"In Arab America: Gender, Cultural Politics, and Activism, Nadine Naber traces the historical, political, and community-building experiences of Arab Americans living in the San Francisco Bay area with impressive attention to the cultural, religious, and generational heterogeneity of her interlocutors...[This book] should be required reading not only in Middle Eastern Studies courses, but also for scholars in Ethnic Studies, Urban Studies, and other interdisciplinary fields that deal with questions of community building, racialization practices, and anti-imperialist struggle."
—Mashriq & Mahjar: Journal of Middle East Migration Studies
"One of the striking features of Naber's research work is not merely her employment of the standard qualitative techniques such as participant observation and intensive interviews, but rather her almost total immersion in the lived reality of her interviewees. This immersion transforms the 'respondents' into her interlocutors and she is no longer perceived as a researcher or outsider to their lived experience."
—Adlai S. Davids, Journal of International Women's Studies
"Arab America: Gender, Cultural Politics, and Activism stands to make a unique contribution to the fields of cultural studies, American studies, Arab American studies, Arab studies and gender studies. It is a pioneer scholarly endeavor that highlights the interplay between politics, gender and society. By focusing on the politics of empire and diaspora through the study of two communities of middle class Arab families and Arab and Muslim activists, Naber offers a dynamic conceptualization to the notion of Arabness in the United States."
—Rita Stephen, Mobilization
“[…] Arab America humanizes complex people whose personal stories we rarely read, especially when…we rely only on the American media to inform us.”
“[T]he book’s greatest value lies in Naber’s talent to address culture, religion, kinship and politics as fluid, relational and historically defined domains that span national borders.”
“Arab America is a thoughtfully written, meticulously researched work of scholarship, and one of the most important works of Arab American studies to appear in recent years.”

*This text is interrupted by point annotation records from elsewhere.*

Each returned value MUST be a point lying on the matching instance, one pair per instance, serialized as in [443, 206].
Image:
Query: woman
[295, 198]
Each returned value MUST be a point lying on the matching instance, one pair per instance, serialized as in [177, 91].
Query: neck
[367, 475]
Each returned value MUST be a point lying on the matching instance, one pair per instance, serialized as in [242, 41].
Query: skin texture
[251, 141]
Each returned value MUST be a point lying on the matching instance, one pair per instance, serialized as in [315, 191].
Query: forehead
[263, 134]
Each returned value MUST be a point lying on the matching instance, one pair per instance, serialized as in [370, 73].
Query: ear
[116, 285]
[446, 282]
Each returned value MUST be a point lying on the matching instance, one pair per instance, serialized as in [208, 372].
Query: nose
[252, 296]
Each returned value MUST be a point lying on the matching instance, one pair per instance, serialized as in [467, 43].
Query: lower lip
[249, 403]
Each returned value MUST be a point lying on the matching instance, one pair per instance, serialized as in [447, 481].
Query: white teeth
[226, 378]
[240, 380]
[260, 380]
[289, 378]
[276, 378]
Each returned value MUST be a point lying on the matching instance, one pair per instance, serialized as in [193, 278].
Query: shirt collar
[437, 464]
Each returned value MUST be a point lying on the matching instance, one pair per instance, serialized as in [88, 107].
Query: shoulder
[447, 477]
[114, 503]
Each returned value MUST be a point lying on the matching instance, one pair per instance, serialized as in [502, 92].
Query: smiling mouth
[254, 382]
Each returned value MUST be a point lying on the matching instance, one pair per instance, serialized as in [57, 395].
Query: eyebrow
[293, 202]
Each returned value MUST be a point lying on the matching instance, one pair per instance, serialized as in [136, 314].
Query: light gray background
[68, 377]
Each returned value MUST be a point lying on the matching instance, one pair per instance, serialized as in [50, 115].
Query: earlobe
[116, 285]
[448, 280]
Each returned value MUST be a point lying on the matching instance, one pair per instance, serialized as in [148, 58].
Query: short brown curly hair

—Journal of American Studies of Turkey
"Researched over twelve years, Naber's ethnography Arab America...provides an intimate history of Arab American identity formation and social justice organizing in the San Francisco Bay Area. Naber's chapters guide the reader through a politically contextualized progression of Arab American history while situating her work in relation to diaspora studies and women of color feminisms."
—Umayyah Cable, New Wave Arab American Studies
"Numerous Arab-Americans have covered themselves in glory in recent years. But that is not the overriding theme of Arab America: Gender, Cultural Politics and Activism. The author, Nadine Naber, associate professor in the Programme in American Culture and the Department of Woman’s Studies at the University of Michigan-Ann Arbor, is interested in the cultural aspects of political activism in the Bay Area, and she is particularly preoccupied with how counter-narratives, embracing sexuality and gender, transcend what she describes as the restrictions and limitations of orientalist and conventional nationalist articulations of self and ground concepts of religion. Naber tackles these themes by scrutinising sympathetically the lives of young Arab-American political activists in the Bay Area of California in and around San Francisco. By doing so, she enunciates the dilemmas of the Diaspora. The author details the personal and political repercussions of these dilemmas in an engaging manner, highlighting the intimate correlation between means and ends."
—Gamal Nkruman, Al-Ahram Weekly
"Through an ethnographic study of life in the San Francisco Bay Area for members of the Arab diaspora, Nadine Naber's Arab America provides a unique and powerful contribution to studies of Arab Americans."
—Karen Culcasi, Antipode
“Arab America is a vital intervention in the growing field of Arab-American studies. At once an historical overview and an ethnographic study, it portrays a complex picture of activism as it negotiates Arabness in America. Organized around the tensions entailed in living on the hyphen of ‘Arab-American’ identity, the text insightfully highlights the dilemmas of a diaspora in an empire deeply embedded in the Middle East. Naber perceptively engages the feminist call for intersectionality in ways that are productive, dynamic and fresh.”